Ab initio calculations have become a very powerful tool for RIS simulations. They have been shown to be able to provide not only the variation of the atomic jump frequencies with local concentration,125 but also new diffusion mechanisms.7 From a precise knowledge of the atomic jump frequencies and the recent develop­ment of diffusion models,98 a quantitative description of the flux coupling is expected to be feasible even in concentrated alloys. A unified description of flux coupling in dilute and concentrated alloys would allow the simultaneous prediction of two different mechanisms leading to RIS: solute drag by vacancies, and an IK effect involving the major elements.

An RIS segregation profile spreads over nan­ometers. Cell sizes of RIS continuous models are then too small for the theory of TIP to be valid. A mesoscale approach that includes interface energy between cells, such as the Cahn-Hilliard method, would be more appropriate. A derivation of quantita­tive phase field equations with fluctuations has recently been published.62 The resulting kinetic equations are dependent on the local concentration and also cell-size dependent. However, the diffusion mechanism involved direct exchanges between atoms. The same method needs to be developed for a system with point defect diffusion mechanisms.

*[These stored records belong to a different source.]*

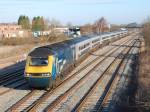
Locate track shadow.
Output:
[0,61,31,91]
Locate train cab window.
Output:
[29,58,48,66]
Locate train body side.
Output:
[25,31,127,87]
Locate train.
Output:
[24,30,128,89]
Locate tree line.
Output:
[18,15,61,31]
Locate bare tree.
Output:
[94,17,109,34]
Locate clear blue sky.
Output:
[0,0,150,24]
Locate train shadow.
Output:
[0,61,33,90]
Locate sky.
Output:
[0,0,150,25]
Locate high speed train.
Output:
[24,31,128,88]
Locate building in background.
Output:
[0,24,30,38]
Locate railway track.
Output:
[0,68,27,96]
[44,37,137,112]
[7,34,135,111]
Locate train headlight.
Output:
[42,73,50,76]
[24,73,30,76]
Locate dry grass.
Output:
[0,34,68,46]
[0,34,68,59]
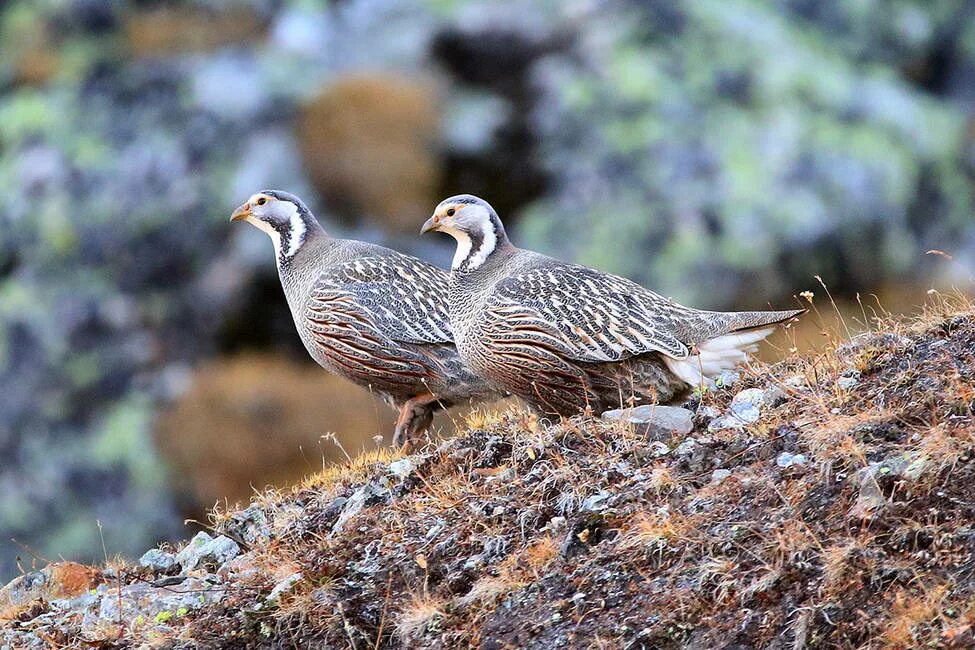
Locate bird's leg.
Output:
[393,393,439,447]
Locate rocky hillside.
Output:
[0,299,975,648]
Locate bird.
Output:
[420,194,804,417]
[230,190,497,446]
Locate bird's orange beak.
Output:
[420,214,440,235]
[230,202,251,221]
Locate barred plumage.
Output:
[423,195,802,415]
[232,190,496,444]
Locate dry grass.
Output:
[3,295,975,648]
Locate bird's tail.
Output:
[664,309,806,386]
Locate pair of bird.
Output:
[231,190,802,444]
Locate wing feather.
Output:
[306,253,453,344]
[484,265,697,363]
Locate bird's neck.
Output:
[271,213,328,269]
[450,215,513,273]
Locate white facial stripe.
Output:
[284,203,306,258]
[245,217,281,253]
[246,201,308,264]
[467,216,498,270]
[440,205,498,271]
[452,228,471,271]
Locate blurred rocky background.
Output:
[0,0,975,581]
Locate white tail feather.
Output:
[664,327,775,386]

Although it has been suggested since the first publications30 that the vacancy flux opposing the set up of RIS could slow down the void swelling, the change of microstructure and its coupling with RIS have almost never been modeled. Only very recently, phase field methods have tackled the kinetics of a concentration field and its interaction with a cavity population (see Chapter 1.15, Phase

Field Methods). The development of a simulation tool able to predict the mutual interaction between the point defect microstructure and the flux coupling is quite a challenge.